Zelensky: Don’t forget Ukrainian Jewish role in the


The Ukrainian president should be reminded that the Palestinians are the people Ukrainian Jewish colonists displaced and whose land they stole

A televised video address by Ukraine’s President Volodymyr Zelensky in Tel Aviv on 20 March, 2022

A few days ago, Ukraine’s President Volodymyr Zelensky addressed the Knesset asking that Israel stand with Ukraine against the Russian invasion of his country.

He cited the Ukrainian Jewish colonist Golda Mabovitch (later Golda Meir), Israel’s former prime minister, who denied that the Palestinian people ever existed. Zelensky spoke of how Ukraine finds itself today in the same situation as Israel, namely that both countries seem to have horrible neighbours who “want to see us dead”.

Indeed, Israel has been most concerned about Ukrainian Jews, even before the Russian intervention began.

As early as January 2022, Israel began planning to transfer Ukrainian Jews to become colonists in the land of the Palestinians. Israel’s Ministry of Aliyah and Immigrant Absorption proclaimed: “We call on the Jews of Ukraine to immigrate to Israel – your home.”

The refugees/colonists began to arrive in early March, receiving preferential treatment, while Ukrainians who could not prove their Jewishness according to Israel’s racist criteria for refugees face myriad difficulties.

Meanwhile, the World Zionist Organization’s Settlement Division has begun preparing 1000 housing units for Ukrainian Jews on stolen and occupied Palestinian and Syrian land in the occupied West Bank and the occupied Golan Heights.

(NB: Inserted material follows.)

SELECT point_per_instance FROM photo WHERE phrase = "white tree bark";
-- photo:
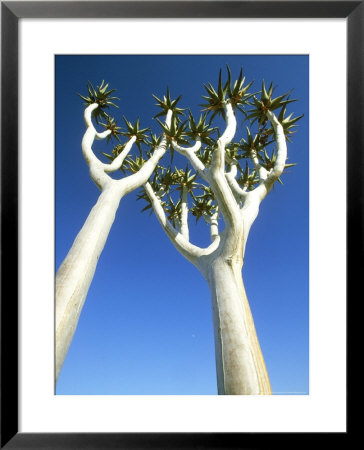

These Ukrainian refugees/colonists, however, are not the first Ukrainian Jews to colonise Palestine. Ukrainian Jews have played a pioneering role in the colonisation of Palestine since 1882.

A pioneering role

The story of southern Ukraine and of Ukrainian Jews is a principal part of the history of the colonisation of Palestine. It begins in the late 18th century when Catherine the Great (a German Lutheran who converted to Orthodoxy to become Tsarina) defeated the Ottomans in the Russo-Ottoman war of 1768-1774.

Ukrainians fleeing to Israel will transform overnight into settlers and colonisers

This led to the signing of the Kuchuk Kainarji peace treaty, and lost the Ottomans sovereignty over the northern Caucasus, including the Crimea and Kuban regions, saddling Istanbul with thousands of Tatar refugees. Catherine immediately embarked on the settler-colonisation of these areas.

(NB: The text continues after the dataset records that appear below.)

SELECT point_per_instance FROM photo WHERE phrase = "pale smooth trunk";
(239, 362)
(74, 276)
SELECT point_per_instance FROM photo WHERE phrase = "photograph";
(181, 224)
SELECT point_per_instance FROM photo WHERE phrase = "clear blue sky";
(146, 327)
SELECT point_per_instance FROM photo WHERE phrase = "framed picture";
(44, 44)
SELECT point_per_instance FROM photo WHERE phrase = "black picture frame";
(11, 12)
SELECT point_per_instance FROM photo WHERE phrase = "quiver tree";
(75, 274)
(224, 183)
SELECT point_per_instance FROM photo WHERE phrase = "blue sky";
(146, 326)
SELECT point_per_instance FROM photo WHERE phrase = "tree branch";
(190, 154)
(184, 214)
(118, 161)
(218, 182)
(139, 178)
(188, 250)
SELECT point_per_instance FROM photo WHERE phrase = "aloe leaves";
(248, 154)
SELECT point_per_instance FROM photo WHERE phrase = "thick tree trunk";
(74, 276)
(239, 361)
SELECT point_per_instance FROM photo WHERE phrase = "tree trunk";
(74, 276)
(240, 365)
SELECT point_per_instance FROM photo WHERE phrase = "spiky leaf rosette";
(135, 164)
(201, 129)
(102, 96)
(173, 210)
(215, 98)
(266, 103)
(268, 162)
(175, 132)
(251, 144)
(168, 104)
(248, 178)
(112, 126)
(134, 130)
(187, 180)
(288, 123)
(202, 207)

The first wave of Russian settlers arrived in 1778 and elicited an immediate revolt by the Crimean Tatars, which Catherine put down before she formally annexed the Crimea in 1783.

The Russian-Ottoman war of 1787-1792 led to another Ottoman defeat and loss of territory, including the Sanjak of Ozi on the northern parts of the Black Sea, adjacent to Crimea. Russification of what was now called “New Russia” ensued.

The Black Sea Ottoman town of Hacibey was expanded into a new settler-colony established by the Russians and named “Odessa” in 1794, on the mistaken presumption that the ancient Greek colony of Odessos had existed there, which ironically it did not.

Catherine’s philhellenist christening of Hacibey with a Greek name was intended to “dazzle everyone with the brilliant achievements of the Great Catherine… [and] the first step toward ridding Europe of the Mohammedans and conquering Istanbul.”

On the Crimean Peninsula, Catherine established the city of Sebastopol in 1783 (also christening it with a Greek name) on the site of the Tatar town of Akhtiar and renamed the Tatar town of Aqmescit (meaning White or Western Mosque) Simferopol in 1784.

Crimea itself was renamed the “Tauride Governorate” in honour of the ancient Greek Tauris. Other Greek-named colonies included Olviopol, Tiraspol, Melitopol, Nikopol, Grigoriopol, Aleksopol, and Mariupol.